Tour de force artistique et politique, le documentaire de Ziad Kalthoum rend sensible la terreur qui s’abat sur la Syrie en filmant certains de ses exilés, qui travaillent à la construction d’un immeuble à Beyrouth.

Un miroir tragique: dans les yeux des hommes se reflètent les images de la destruction de leurs maisons, de leurs familles, de leurs quartiers.

Ils sont syriens. Ils regardent, sur leurs téléphones portables ou à la télé, les images de l’écrasement de leur pays sous les bombes russes et iraniennes, le massacre de leur pays par les sbires du boucher Bachar el-Assad.

 

Ils ne sont pas en Syrie, qu’ils ont fuie pour échapper à la terreur et pour gagner de quoi faire vivre les leurs. Ils sont à Beyrouth. Ils sont plus d’un million de Syriens au Liban, parmi lesquels beaucoup de jeunes hommes employés dans le bâtiment.

Dans cette ville ravagée vingt ans plus tôt par une autre guerre civile, ils construisent les gratte-ciel d’un autre temps, d’un autre monde, qui est aussi le même: celui des peuples arabes, celui de notre planète.

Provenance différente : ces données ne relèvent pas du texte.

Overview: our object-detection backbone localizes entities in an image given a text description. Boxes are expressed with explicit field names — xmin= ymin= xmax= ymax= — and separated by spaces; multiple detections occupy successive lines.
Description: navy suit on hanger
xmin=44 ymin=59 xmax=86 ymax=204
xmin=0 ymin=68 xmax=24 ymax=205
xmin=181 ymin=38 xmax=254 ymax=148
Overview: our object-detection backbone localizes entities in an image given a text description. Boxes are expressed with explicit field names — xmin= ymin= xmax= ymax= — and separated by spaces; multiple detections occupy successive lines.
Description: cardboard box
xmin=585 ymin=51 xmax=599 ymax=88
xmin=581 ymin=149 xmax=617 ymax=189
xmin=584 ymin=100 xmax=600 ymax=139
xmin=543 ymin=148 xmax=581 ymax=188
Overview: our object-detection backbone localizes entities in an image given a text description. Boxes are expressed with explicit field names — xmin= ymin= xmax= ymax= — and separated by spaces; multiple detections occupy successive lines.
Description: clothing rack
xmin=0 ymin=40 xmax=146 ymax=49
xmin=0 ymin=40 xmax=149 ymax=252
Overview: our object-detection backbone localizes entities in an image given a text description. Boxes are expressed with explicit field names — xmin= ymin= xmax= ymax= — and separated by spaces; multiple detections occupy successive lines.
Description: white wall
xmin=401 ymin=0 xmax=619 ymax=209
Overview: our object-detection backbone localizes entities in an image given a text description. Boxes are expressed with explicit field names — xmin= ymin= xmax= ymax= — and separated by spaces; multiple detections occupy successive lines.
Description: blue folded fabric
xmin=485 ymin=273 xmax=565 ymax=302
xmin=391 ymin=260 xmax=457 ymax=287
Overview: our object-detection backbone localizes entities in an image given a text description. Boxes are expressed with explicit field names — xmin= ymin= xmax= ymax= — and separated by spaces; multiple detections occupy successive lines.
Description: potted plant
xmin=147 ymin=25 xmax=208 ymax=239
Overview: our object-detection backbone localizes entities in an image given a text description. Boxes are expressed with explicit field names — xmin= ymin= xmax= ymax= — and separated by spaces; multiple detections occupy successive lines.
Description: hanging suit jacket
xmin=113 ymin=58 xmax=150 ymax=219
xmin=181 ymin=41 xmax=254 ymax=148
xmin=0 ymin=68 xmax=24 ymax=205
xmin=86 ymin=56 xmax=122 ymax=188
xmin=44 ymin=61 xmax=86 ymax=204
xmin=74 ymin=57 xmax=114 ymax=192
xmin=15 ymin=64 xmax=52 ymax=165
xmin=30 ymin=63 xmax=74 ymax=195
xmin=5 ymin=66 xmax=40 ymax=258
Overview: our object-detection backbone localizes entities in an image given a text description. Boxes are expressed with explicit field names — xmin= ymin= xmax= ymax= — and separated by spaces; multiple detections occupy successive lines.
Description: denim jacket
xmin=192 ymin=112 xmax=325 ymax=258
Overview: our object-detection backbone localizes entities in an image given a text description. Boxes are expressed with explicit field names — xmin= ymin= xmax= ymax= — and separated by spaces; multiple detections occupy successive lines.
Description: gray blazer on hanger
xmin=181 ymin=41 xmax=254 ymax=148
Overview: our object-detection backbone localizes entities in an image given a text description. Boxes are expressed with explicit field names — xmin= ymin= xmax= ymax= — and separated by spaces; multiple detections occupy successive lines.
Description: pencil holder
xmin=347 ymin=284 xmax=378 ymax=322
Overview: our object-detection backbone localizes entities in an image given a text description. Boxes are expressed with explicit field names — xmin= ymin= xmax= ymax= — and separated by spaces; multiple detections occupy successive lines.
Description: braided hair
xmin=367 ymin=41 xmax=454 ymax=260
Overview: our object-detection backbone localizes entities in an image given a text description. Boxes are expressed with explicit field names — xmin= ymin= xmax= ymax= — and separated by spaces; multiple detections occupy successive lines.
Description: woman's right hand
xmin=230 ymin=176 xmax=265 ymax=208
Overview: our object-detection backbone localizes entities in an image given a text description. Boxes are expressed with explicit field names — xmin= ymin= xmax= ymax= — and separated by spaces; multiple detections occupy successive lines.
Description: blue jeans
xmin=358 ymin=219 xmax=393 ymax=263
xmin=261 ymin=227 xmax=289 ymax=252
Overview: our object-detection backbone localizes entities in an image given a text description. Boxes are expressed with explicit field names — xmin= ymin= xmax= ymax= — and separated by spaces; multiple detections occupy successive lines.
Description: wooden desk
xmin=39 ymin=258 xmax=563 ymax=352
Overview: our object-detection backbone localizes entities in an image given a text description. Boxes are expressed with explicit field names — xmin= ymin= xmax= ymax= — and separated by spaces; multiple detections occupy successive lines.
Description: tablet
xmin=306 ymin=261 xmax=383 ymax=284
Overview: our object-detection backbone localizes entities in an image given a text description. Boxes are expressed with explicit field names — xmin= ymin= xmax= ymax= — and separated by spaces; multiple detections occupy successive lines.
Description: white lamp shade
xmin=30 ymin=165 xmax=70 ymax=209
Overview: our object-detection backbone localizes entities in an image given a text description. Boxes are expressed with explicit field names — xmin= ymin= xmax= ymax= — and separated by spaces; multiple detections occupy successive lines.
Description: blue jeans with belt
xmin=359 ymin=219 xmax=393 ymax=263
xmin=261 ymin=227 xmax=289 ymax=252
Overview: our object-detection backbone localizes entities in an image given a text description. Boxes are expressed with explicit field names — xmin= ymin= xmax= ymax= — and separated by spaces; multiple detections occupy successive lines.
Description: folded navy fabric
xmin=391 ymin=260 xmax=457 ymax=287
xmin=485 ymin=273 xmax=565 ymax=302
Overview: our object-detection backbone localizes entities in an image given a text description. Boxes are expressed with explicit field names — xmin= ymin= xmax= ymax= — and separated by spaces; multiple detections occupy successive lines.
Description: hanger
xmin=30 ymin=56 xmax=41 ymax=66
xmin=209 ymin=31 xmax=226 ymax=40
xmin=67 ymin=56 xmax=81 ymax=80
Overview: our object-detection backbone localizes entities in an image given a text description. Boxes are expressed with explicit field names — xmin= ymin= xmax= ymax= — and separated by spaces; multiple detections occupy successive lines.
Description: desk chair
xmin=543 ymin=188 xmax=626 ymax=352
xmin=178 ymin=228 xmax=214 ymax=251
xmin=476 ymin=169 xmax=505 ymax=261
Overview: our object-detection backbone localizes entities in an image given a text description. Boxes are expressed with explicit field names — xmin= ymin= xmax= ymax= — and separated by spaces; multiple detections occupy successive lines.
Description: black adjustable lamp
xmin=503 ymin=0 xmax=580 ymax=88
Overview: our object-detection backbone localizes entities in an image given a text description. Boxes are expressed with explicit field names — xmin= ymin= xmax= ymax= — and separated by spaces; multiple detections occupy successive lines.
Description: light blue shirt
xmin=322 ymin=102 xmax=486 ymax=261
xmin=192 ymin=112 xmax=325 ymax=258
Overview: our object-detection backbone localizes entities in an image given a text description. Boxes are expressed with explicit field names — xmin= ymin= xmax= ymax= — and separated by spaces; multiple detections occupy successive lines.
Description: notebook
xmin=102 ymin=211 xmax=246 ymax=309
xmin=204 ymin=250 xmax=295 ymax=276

Le ciment est ici et là-bas. Là-bas en nuages de poussière, à mesure que les maisons s’effondrent sous les explosions et les chenilles des chars, ici dans les bétonnières qui malaxent les matériaux de construction.

Eux qui n’ont pas le droit de sortir en ville et habitent sous le chantier, dans les fondations de la tour qu’ils bâtissent, sont couverts de ciment. Le ciment qu’ils travaillent, le ciment de la terreur dont ils suivent chaque soir l’avancée sinistre, aux informations ou sur les vidéos postées par leurs proches.

Ainsi The Taste of Cement se déploie dans cet écart, dans cette mise en abyme entre construction et destruction, passé et présent, guerre et travail –et aussi entre images magnifiques tournées par Ziad Kalthoum et vidéos pourries sur YouTube et Al Jazeera.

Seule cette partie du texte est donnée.